Question

A refrigerator operating on standard vapour compression cycle has a coefficiency performance of 6.5 and is driven by a 50 kW compressor. The enthalpies of saturated liquid and saturated vapour refrigerant at the operating condensing temperature of 35°C are 62.55 kJ/kg and 201.45 kJ/kg respectively. The saturated refrigerant vapour leaving evaporator has an enthalpy of 187.53 kJ/kg.
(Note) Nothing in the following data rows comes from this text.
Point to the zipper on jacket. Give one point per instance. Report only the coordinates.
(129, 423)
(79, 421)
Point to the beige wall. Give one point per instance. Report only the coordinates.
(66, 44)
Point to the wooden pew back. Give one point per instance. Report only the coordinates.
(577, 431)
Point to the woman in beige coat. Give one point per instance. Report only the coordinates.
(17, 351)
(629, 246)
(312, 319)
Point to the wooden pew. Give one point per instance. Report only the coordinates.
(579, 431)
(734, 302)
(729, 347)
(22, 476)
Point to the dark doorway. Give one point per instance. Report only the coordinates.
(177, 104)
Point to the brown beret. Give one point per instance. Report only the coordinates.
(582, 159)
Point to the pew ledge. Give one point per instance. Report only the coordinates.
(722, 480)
Find the refrigerant temperature at compressor discharge. The c_p of refrigerant vapour may be taken to be 0.6155 kJ/kg°C.

Answer 1

Given : C.O.P. = 6.5 ; W = 50 kW, 

h₃′ = 201.45 kJ/kg, 

h_f4 = h₁ = 69.55 kJ/kg ; 

h₂ = 187.53 kJ/kg 

c_p = 0.6155 kJ/kg K

Temperature, t₃ : 

Refrigerating capacity = 50 × C.O.P. 

= 50 × 6.5 = 325 kW

Heat extracted per kg of refrigerant 

= 187.53 – 69.55 = 117.98 kJ/kg

Refrigerant flow rate = \(\cfrac{325}{117.98}\) = 2.755 kg/s

Compressor power = 50 kW 

∴ Heat input per kg = \(\cfrac{50}{2.755}\) = 18.15 kJ/kg

Enthalpy of vapour after compression 

= h₂ + 18.15 = 187.53 + 18.15 

= 205.68 kJ/kg 

Superheat = 205.68 – h₃′ = 205.68 – 201.45 

= 4.23 kJ/kg 

But 4.23 = 1 × c_p (t₃ – t₃′) 

= 1 × 0.6155 × (t₃ – 35)

∴ t₃ = \(\cfrac{4.23}{0.6155}\) + 35 = 41.87°C.